Neflamapimod is an investigational oral small-molecular therapy being developed by EIP Pharma to treat patients with Alzheimer’s disease and other diseases of the brain.

How neflamapimod works

Alzheimer’s disease is a neurodegenerative disorder in which the slow death of nerve cells in the brain results in a progressive decline in memory and the ability to process and store information. These symptoms are thought to be caused by the clumping and build-up of beta-amyloid or tau proteins, possibly blocking cell-to-cell communication and activating immune system cells, triggering inflammation.

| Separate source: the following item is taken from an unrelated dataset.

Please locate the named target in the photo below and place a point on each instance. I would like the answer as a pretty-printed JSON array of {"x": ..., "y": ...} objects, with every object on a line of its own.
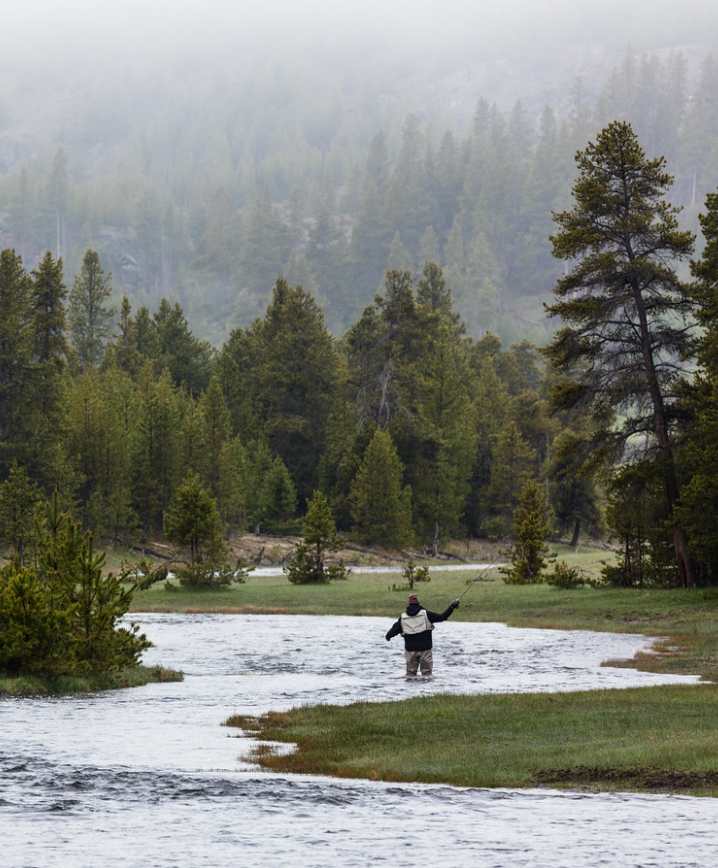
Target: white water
[{"x": 149, "y": 777}]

Neflamapimod works by inhibiting an enzyme called p38 mitogen-activated protein kinase alpha (p38α), which in a normal situation is involved in regulating inflammation. However, in a disease context, p38α malfunctions and is thought to be involved in beta-amyloid or tau-induced toxicity and/or excessive inflammation.

Neflamapimod in clinical trials

The pharmacological effects of neflamapimod were first evaluated in a pre-clinical study of mouse brains. Results of the study, published in the Journal of Alzheimer’s Disease, showed that neflamapimod improved cognitive performance and inflammation and appeared to decrease beta-amyloid accumulation in the brains of mice.

Researchers conducted another study to evaluate the effects of neflamapimod in human cells grown in the laboratory. Results of the study showed that neflamapimod could have a new mechanism of action through the reversion of endosomal (a compartment inside cells) dysfunction seen in Alzheimer disease.

These results provided the rationale for the assessment of the medicine in humans.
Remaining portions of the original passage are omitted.